En guise de conclusion

La précarité est plus répandue et plus proche de nous qu’on le croit. Dans le monde, en Suisse, et jusque dans « nos » garderies, crèches ou jardins d’enfants.

Ces vignettes confèrent une existence palpable, vécue et ressentie de différentes formes de précarité rencontrées par de vraies personnes qui travaillent sur le devant de la scène.

Notre envie était de donner une voix aux professionnel·les qui côtoient de près des familles dans la pauvreté, le dénuement, le manque de ressources diverses. A travers leur voix, nous espérions mettre en lumière une réalité trop souvent occultée et ainsi dévoiler la diversité, comme parfois l’ampleur, des problèmes croisés. Nous souhaitions aussi pointer les effets du vécu de ces personnes précaires. Par ricochet, c’était pour nous une manière de faire entendre une autre voix, celle des démunis. Pari réussi.

L’idée de reprendre ce concept de voix s’est imposée comme une évidence. Il est repris des textes de Gilligan (2009) et d’un article de Molinier (2015) qui montrent bien comment une voix n’est pas égale à une autre, le contexte dans lequel elle est énoncée « favorise » plus ou moins son écoute. « Or Gilligan situe la voix – le sujet – dans un faisceau de relations, indissociable de son environnement proximal. Une voix, c’est l’incarnation d’un corps “relationné”, en quête d’expression. L’insistance sur “la disposition à écouter” est alors capitale, une voix est entendue ou elle ne l’est pas. Ainsi, le tribunal rabbinique est fait pour écouter la voix du mari, non celle de l’épouse. L’assemblée nationale a été pensée pour faire résonner avantageusement les tribuns. Ce qui compte n’est plus une intériorité psychologique autodéfinie, mais l’expression du sujet – dont le destin devient indissociable de sa réception, de qui l’écoute. A la question de “Qui suis-je ?” doit s’ajouter, voire se substituer “Qui m’entend ?” »[1]

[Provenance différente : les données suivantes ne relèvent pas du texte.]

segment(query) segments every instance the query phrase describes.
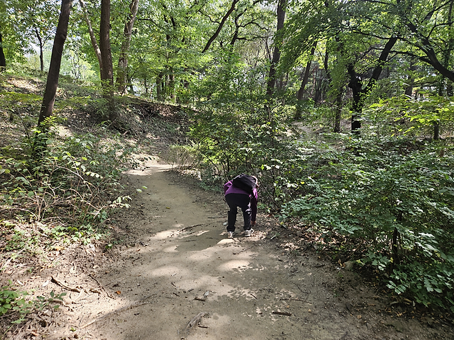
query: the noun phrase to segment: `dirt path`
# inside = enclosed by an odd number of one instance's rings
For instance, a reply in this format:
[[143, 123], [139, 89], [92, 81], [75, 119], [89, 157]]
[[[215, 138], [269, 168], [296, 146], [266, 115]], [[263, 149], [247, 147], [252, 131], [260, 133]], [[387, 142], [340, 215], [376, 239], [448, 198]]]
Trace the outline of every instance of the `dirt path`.
[[[166, 168], [130, 172], [130, 186], [148, 189], [117, 221], [128, 246], [91, 278], [59, 277], [102, 287], [71, 292], [47, 339], [454, 339], [446, 326], [387, 312], [373, 289], [270, 232], [264, 216], [253, 237], [226, 239], [221, 193]], [[199, 324], [187, 328], [199, 313]]]

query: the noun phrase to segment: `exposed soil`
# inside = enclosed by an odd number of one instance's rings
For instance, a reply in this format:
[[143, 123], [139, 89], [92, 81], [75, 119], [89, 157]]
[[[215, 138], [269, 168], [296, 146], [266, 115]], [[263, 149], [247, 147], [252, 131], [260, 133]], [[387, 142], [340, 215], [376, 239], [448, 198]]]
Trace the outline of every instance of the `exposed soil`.
[[[165, 152], [171, 136], [148, 123], [160, 130], [139, 122], [138, 134], [153, 155]], [[39, 270], [14, 262], [0, 274], [35, 296], [68, 293], [58, 311], [44, 308], [14, 332], [0, 322], [6, 339], [454, 339], [452, 321], [388, 299], [317, 252], [305, 230], [259, 213], [253, 237], [227, 239], [221, 188], [204, 190], [166, 164], [142, 166], [126, 180], [132, 191], [147, 189], [110, 221], [110, 250], [72, 243]]]
[[68, 250], [59, 266], [26, 282], [68, 294], [59, 313], [16, 339], [454, 339], [452, 326], [391, 308], [353, 272], [279, 234], [269, 217], [259, 215], [253, 237], [227, 239], [221, 192], [166, 165], [147, 168], [128, 172], [131, 187], [148, 189], [116, 217], [126, 246], [79, 248], [73, 263]]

A travers une dizaine de vignettes, nous avons pu repérer diverses problématiques rencontrées, nous avons pu mettre en évidence ce qui se fait dans les institutions, mais aussi, ce qui encore trop souvent s’interrompt, voire ne se fait pas.

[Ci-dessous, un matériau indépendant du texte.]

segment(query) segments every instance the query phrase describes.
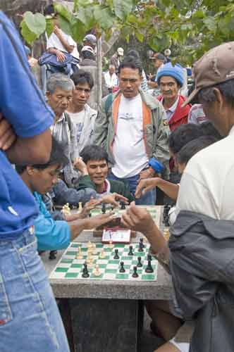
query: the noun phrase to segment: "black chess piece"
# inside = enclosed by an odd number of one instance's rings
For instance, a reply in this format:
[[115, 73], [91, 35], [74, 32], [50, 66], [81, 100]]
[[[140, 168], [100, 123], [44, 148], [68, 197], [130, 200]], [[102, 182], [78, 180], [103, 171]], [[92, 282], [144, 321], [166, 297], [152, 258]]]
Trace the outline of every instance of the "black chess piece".
[[138, 252], [144, 252], [144, 244], [141, 241], [139, 242]]
[[133, 246], [129, 246], [129, 252], [128, 256], [133, 256]]
[[115, 249], [115, 255], [113, 259], [119, 259], [119, 256], [118, 252], [118, 249]]
[[83, 265], [84, 265], [84, 268], [82, 270], [82, 277], [90, 277], [90, 274], [89, 274], [89, 271], [87, 270], [87, 266], [86, 263], [84, 263]]
[[138, 274], [137, 274], [137, 268], [136, 266], [133, 267], [133, 277], [138, 277]]
[[144, 241], [144, 239], [143, 239], [142, 237], [141, 237], [141, 238], [140, 239], [140, 241], [142, 243], [142, 248], [144, 248], [144, 247], [145, 247], [145, 246], [144, 246], [144, 241]]
[[103, 203], [102, 205], [101, 205], [101, 213], [103, 214], [106, 214], [106, 204], [104, 203]]
[[54, 260], [57, 258], [57, 251], [51, 251], [49, 252], [49, 259], [50, 260]]
[[142, 268], [143, 266], [143, 264], [142, 263], [142, 257], [138, 257], [137, 260], [138, 260], [138, 263], [137, 264], [137, 267]]
[[120, 272], [125, 272], [125, 270], [123, 265], [124, 265], [124, 263], [123, 262], [121, 262], [121, 268], [119, 270]]
[[152, 265], [151, 265], [151, 261], [152, 260], [152, 257], [150, 254], [148, 254], [147, 260], [148, 260], [148, 265], [146, 267], [145, 272], [154, 272], [154, 269], [152, 268]]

Les exemples moissonnés sont doublement intéressants.

Du côté des familles

Tout d’abord, nous tenons à souligner que chaque vignette donne à voir et à comprendre les multiples difficultés et les obstacles vécus par chacune de ces familles :

Au-delà de la confrontation à des réalités économiques difficiles, des réalités culturelles ou plus sociales viennent également dégrader les situations.

ATD Quart Monde[2] parle « de pauvreté monétaire et de pauvreté “en conditions de vie” » : les vignettes mettent bien le doigt sur ce dernier point.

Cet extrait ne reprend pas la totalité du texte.